Possessing the “highest COVID-19 mortality rate in the world” in mid-2021, Peru was among the hardest-hit nations in Latin America during the peak of the COVID-19 pandemic, UNICEF says. In light of the pandemic’s devastating social and economic ramifications, UNICEF facilitated vaccination rollout efforts by supplying cold chain equipment in Peru. UNICEF’s acquisition of 1,100 solar-powered freezers not only helped transport COVID-19 vaccines across Peru but also helped alleviate the pandemic’s health implications across Latin America.
The Pandemic’s Impact on Peru
According to UNICEF, the COVID-19 pandemic has exacerbated poverty levels and exposed the gravity of inequality in Peru. In 2020, Peru faced a -11.1% decrease in GDP and a “10.5% reduction in household income,” resulting in many Peruvian households, primarily those residing in rural regions, suffering economically, UNICEF reports. Furthermore, according to statistics, Peru experienced 1.5 million job losses while “1.2 million children fell into poverty” and close to 90 million Peruvian children missed out on a formal education during the height of the pandemic.
The informal economy and overcrowded housing in Peru are two factors that exacerbate the COVID-19 pandemic’s ramifications in the nation. According to the BBC, 70% of Peru’s working people are employed in the informal sector, which means that many Peruvians faced unemployment, could not earn an income or faced wage cuts due to a lack of job security. Furthermore, Peru’s overcrowded housing allows the COVID-19 virus to spread rapidly due to a lack of social distancing. In addition, Peru’s COVID-19 vaccine rollout has moved slowly.
The Importance of Cold Chain Equipment
In order to help accelerate the vaccine rollout in Peru, proper refrigeration is crucial to “protect the potency” of the COVID-19 vaccine. Thus, vaccination programs use cold chain equipment to store and transport doses across Peru, particularly in rural areas where vaccination distribution is difficult. Electric and solar-powered refrigerators store vaccines in a “2°C to 8°C temperature range,” allowing vaccines to be housed in optimal conditions when traveling through regions that lack access to electricity.
UNICEF’s Vaccination Rollout Strategies in Peru
In light of the adversities impacting Peru, in November 2021, UNICEF’s Supply Division procured 1,100 solar-powered freezers for Peru. UNICEF distributed 57 of these freezers to “Huancavelica, in the Andean region, and Loreto and Ucayali in the Amazon regions,” which are isolated, rural areas with Indigenous people, the UNICEF website says.
Shipping these units from Luxembourg, UNICEF worked with Peru’s Ministry of Health to inspect the freezers and help distribute vaccines across remote communities that have limited electricity.

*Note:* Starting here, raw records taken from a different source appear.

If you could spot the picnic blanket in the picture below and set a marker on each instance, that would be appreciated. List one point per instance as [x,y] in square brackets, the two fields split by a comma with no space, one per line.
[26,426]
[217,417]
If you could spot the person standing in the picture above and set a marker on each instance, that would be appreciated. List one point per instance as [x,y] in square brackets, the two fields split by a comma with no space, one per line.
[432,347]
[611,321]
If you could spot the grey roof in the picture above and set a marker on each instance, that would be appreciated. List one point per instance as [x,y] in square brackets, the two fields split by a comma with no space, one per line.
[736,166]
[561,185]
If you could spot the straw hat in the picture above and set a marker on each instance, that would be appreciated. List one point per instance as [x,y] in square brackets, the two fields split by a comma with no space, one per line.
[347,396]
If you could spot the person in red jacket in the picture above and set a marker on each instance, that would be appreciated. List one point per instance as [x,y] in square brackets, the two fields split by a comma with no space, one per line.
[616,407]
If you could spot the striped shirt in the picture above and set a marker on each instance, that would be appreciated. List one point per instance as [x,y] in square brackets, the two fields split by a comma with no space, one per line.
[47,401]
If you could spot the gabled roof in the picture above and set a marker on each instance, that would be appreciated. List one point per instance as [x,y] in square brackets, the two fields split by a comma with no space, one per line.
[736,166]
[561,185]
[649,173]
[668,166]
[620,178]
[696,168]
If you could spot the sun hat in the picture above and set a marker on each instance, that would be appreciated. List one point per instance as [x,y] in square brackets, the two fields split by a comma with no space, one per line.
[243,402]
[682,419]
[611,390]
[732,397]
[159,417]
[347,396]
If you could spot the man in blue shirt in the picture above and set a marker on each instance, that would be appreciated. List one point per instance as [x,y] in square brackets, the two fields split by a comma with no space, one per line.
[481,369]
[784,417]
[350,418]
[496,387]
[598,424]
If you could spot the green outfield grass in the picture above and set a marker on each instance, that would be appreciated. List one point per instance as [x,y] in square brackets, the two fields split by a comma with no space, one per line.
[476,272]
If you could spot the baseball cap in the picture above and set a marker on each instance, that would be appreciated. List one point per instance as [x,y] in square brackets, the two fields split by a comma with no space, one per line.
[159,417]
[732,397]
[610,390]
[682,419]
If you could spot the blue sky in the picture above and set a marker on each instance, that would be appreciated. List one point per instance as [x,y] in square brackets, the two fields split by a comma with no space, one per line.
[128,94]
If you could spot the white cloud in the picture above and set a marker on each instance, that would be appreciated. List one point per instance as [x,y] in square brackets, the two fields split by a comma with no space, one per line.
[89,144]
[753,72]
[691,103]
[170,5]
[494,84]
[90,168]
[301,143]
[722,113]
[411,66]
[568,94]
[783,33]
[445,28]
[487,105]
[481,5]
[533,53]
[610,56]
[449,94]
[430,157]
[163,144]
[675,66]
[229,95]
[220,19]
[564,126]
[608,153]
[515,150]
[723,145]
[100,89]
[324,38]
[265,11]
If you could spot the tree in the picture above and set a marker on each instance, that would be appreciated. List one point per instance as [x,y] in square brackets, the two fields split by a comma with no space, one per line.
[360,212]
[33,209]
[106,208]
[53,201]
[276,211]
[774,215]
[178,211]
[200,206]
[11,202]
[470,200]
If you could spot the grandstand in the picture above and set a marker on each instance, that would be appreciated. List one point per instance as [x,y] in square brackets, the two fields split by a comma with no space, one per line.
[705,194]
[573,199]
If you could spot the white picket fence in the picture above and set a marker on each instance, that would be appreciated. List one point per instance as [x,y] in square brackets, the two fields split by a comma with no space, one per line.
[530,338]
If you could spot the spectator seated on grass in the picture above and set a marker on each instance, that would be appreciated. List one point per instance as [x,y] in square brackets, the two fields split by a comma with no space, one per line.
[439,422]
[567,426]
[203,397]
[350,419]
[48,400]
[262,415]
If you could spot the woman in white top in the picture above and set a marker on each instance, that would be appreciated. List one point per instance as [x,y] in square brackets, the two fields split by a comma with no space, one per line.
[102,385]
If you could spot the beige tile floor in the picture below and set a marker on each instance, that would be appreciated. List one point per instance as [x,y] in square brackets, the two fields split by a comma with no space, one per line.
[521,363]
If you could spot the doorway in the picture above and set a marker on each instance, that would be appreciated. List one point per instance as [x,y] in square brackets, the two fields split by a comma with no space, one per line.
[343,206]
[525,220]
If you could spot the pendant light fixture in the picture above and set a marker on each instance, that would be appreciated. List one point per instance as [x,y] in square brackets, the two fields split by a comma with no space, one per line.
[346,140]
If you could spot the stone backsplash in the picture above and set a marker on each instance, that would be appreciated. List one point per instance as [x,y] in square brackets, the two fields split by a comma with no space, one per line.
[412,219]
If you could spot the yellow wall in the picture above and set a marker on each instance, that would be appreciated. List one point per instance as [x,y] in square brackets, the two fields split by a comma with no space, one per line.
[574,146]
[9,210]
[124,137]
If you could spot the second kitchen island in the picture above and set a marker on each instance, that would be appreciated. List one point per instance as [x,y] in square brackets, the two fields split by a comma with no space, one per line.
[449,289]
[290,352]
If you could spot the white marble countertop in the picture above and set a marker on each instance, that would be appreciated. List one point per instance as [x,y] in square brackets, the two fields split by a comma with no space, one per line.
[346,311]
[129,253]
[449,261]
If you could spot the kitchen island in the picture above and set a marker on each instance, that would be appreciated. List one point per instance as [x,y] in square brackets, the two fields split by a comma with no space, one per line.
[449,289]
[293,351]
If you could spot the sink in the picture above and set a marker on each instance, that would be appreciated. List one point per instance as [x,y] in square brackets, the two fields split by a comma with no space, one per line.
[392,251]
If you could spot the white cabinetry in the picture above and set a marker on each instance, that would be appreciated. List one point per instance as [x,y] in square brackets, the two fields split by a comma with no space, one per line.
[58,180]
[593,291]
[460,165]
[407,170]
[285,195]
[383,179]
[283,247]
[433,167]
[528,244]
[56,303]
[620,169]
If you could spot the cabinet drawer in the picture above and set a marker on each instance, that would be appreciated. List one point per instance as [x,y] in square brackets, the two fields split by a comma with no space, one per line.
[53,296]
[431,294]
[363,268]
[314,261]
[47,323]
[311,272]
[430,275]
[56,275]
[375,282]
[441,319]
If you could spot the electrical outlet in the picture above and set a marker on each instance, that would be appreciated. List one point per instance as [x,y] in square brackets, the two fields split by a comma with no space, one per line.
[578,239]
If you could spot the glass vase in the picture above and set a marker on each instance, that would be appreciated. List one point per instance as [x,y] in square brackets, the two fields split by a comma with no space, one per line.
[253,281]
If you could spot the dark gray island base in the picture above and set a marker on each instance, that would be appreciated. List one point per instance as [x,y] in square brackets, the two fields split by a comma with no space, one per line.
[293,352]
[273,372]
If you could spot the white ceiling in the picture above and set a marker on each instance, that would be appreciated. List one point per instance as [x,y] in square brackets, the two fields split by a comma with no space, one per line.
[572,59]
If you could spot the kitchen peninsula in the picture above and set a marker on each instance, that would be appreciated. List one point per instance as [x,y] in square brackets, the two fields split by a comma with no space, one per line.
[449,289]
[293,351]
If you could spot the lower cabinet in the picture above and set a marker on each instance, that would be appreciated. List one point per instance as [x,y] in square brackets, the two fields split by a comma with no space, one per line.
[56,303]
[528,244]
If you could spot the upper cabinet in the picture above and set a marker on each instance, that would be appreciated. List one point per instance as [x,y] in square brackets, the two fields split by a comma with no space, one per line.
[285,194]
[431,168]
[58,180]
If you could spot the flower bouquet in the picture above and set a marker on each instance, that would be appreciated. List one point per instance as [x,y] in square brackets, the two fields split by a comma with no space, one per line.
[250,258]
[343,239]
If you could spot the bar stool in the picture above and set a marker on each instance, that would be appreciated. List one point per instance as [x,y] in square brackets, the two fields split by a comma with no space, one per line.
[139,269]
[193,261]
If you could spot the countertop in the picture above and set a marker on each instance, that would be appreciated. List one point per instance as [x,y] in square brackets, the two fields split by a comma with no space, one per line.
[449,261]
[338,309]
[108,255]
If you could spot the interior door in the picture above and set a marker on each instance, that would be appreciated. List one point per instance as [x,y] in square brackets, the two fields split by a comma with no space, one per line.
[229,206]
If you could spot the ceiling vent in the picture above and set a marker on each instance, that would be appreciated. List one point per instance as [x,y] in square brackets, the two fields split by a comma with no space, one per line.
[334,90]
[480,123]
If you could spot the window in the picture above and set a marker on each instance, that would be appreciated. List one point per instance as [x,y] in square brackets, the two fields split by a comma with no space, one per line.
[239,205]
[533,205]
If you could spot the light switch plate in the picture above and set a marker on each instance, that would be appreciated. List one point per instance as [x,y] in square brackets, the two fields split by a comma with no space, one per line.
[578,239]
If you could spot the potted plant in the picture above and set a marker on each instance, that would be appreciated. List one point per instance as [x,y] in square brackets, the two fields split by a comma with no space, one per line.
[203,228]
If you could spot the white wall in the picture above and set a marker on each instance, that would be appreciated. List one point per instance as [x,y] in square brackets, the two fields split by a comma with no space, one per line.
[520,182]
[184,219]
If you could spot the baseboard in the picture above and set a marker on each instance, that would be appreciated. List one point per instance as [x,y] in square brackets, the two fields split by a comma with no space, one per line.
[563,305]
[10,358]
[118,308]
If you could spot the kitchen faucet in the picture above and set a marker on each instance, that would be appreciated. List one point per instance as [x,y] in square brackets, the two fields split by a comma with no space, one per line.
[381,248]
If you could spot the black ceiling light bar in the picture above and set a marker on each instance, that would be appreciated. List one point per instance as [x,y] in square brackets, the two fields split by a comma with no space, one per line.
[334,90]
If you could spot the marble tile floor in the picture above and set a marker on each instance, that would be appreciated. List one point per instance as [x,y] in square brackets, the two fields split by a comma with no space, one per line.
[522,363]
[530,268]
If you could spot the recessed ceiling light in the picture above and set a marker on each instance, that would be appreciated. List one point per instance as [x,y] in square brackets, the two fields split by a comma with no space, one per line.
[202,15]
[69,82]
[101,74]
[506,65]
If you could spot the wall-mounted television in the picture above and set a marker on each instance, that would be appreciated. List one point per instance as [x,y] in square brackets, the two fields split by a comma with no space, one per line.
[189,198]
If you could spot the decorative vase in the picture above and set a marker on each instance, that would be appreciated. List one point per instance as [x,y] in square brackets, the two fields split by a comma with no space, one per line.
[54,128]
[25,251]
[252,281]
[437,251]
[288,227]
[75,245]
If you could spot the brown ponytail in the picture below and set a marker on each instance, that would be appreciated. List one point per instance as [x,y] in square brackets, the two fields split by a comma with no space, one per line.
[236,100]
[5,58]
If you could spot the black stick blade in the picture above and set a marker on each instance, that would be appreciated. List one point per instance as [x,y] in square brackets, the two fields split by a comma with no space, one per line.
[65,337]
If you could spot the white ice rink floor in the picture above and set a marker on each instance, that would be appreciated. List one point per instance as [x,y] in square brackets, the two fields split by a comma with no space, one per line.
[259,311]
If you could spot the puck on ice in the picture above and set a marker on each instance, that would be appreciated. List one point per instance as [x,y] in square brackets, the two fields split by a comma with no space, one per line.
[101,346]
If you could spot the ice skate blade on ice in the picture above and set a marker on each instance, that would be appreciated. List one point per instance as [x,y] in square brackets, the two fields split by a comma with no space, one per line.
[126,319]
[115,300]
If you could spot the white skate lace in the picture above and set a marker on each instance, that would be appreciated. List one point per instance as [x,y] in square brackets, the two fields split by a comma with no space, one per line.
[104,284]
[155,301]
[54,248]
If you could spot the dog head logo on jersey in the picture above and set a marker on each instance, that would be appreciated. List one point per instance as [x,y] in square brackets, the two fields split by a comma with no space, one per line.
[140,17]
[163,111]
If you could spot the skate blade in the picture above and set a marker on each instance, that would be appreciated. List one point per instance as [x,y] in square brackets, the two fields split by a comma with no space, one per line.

Furthermore, in early 2021, UNICEF helped Peru’s Ministry of Health procure an additional 10,339 pieces of refrigeration equipment through “an international procurement process.” UNICEF oversaw delivery times, the quality of equipment and the negotiation of prices to ensure transparency in the competitive procurement process. UNICEF’s delivery of cold chain equipment in Peru, through both direct and intermediary means, ultimately ensured that the ministry could efficiently distribute COVID-19 vaccines across the nation.
Peru’s Rising Vaccination Rates
UNICEF’s delivery of cold chain equipment in Peru helped to significantly increase Peru’s vaccination rates. By October 2022, Peru had administered more than 84 million doses of COVID-19 vaccines. Although Peru is still grappling with the pandemic’s implications, the nation’s steady increase in vaccination rates is indicative of Peru’s bright and promising future.